The reversal followed a private meeting between Trump and Paul Weiss chairman Brad Karp. What unfolded, per administration sources, was an unusual détente. Karp allegedly acknowledged “wrongdoing” by former partner Mark Pomerantz, who once probed Trump’s hush money payments during his stint at the Manhattan District Attorney’s office. Trump, ever the showman, declared the firm now stands on the right side of “fair and nonpartisan” justice.

Pomerantz, for his part, didn’t blink. He issued a statement flatly denying any misconduct and defending his work as a prosecutor.

The now-rescinded executive order had cut off Paul Weiss lawyers from sensitive government spaces and cited the firm’s commitment to diversity as a threat to impartial governance. But that hardline stance softened when the firm promised to throw its weight behind Trump’s priorities — including veterans’ issues and fighting antisemitism — all pro bono.
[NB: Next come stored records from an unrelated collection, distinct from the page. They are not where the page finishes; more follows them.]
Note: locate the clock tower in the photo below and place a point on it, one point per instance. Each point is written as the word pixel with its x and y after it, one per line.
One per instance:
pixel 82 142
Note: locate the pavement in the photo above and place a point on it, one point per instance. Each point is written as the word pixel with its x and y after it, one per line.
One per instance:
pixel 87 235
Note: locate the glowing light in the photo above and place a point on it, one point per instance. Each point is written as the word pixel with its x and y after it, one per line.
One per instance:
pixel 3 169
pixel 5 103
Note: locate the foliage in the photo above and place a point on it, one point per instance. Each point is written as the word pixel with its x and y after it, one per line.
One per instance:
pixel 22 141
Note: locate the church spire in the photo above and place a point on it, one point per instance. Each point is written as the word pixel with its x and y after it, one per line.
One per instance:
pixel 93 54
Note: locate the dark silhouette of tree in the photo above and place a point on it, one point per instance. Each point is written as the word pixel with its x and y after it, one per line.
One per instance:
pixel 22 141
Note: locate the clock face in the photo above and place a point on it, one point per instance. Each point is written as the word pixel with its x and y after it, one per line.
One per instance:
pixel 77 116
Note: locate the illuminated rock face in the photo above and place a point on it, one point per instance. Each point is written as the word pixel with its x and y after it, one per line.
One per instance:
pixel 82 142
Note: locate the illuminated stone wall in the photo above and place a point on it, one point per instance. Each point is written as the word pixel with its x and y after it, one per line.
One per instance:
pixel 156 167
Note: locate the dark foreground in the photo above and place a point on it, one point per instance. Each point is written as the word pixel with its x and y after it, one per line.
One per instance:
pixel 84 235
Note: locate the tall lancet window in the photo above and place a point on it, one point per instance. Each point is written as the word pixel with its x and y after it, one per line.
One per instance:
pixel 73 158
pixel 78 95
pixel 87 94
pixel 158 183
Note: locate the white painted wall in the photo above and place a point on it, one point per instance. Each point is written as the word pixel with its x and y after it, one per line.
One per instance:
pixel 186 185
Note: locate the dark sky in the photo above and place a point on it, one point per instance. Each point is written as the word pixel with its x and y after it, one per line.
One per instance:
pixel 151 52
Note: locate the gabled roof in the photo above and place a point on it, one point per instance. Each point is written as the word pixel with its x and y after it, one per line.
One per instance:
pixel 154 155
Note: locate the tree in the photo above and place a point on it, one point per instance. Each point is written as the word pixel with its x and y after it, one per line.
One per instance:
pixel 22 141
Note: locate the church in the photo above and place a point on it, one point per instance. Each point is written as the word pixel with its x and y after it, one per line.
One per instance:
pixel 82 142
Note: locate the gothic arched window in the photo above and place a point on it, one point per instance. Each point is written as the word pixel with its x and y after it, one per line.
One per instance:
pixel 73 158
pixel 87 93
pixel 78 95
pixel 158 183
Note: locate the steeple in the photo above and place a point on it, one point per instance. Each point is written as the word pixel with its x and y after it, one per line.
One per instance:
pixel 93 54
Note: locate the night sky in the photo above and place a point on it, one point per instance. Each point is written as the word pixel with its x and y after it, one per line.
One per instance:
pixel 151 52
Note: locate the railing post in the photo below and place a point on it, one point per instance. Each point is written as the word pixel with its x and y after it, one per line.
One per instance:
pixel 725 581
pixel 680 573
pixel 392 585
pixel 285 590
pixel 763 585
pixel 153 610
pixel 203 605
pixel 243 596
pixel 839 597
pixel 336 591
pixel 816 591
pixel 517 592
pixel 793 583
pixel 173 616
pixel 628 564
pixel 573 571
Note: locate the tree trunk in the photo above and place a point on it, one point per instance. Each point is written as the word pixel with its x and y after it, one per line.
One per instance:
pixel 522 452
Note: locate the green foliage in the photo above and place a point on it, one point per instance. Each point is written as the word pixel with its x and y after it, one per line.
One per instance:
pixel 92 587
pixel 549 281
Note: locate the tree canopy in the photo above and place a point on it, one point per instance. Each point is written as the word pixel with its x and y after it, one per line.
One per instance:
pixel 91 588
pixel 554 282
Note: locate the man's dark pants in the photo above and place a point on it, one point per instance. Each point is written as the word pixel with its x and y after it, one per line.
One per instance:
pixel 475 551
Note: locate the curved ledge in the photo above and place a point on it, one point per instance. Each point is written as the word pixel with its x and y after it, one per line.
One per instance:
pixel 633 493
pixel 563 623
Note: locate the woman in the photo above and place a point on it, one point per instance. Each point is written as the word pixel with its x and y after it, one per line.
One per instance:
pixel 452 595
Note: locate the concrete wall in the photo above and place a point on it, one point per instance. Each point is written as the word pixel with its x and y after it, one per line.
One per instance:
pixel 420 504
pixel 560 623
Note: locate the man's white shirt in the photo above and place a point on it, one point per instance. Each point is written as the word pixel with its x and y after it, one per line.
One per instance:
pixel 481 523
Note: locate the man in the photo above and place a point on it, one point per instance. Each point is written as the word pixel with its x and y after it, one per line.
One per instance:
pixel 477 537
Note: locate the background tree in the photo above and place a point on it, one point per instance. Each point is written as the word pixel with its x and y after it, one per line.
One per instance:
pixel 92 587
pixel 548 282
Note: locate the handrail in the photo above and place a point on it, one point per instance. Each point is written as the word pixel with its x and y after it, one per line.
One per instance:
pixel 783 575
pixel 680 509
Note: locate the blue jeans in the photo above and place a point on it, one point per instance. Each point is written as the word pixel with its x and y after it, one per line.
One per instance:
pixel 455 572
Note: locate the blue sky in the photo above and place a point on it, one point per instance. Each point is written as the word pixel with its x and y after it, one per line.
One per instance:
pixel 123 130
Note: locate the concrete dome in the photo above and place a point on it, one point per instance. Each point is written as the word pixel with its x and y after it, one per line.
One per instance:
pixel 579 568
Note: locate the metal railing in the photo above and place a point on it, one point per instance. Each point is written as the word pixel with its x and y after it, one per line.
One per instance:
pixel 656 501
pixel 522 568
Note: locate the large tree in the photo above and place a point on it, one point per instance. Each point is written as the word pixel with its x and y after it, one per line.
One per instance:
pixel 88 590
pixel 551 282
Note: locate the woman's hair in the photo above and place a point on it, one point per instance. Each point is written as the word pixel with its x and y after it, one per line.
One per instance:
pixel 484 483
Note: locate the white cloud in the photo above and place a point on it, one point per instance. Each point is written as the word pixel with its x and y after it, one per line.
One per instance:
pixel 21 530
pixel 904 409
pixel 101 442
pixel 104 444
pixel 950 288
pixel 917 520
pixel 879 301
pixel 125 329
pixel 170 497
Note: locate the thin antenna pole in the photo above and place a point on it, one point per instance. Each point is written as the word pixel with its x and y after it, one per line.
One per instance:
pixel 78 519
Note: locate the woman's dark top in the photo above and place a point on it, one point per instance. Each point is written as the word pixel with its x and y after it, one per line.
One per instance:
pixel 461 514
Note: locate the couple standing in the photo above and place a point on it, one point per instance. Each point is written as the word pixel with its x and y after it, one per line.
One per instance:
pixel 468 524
It also vowed to audit and cleanse its internal policies of any diversity, equity, and inclusion (DEI) frameworks.

That concession aligned neatly with Trump’s broader crusade against DEI initiatives. Earlier in the week, the administration had sent notices to 20 major law firms demanding detailed DEI data, sparking tremors across the legal landscape.

The Paul Weiss climbdown stood in stark contrast to the response from another legal titan, Perkins Coie, which responded to a similar executive order by suing the administration. A federal judge offered Perkins Coie some protection, temporarily blocking portions of the order while hinting that the firm’s constitutional claims might hold water.

Meanwhile, Paul Weiss was already feeling the pressure. In a New Jersey courtroom just one day before the order was dropped, the firm admitted it had been dropped by a client in a bribery case due to the Trump crackdown. Perkins Coie claimed in its lawsuit that it had lost seven clients over the same issue.

Brad Karp’s firm — known for brokering megadeals for financial titans like Blackstone and Goldman Sachs, and fighting courtroom battles for tech behemoths like Google and Amazon — suddenly found itself in unfamiliar territory: political crossfire.

And while Karp has raised campaign funds for Kamala Harris and boasts former Obama-era Attorney General Loretta Lynch as a partner, that didn’t stop him from making the pilgrimage to the White House to make things right.

“There was no playbook for this,” noted University of Connecticut law professor Leslie Levin, reflecting on the legal world’s unease.

No playbook indeed. Just a high-stakes game, and one firm’s costly gambit to stay in it.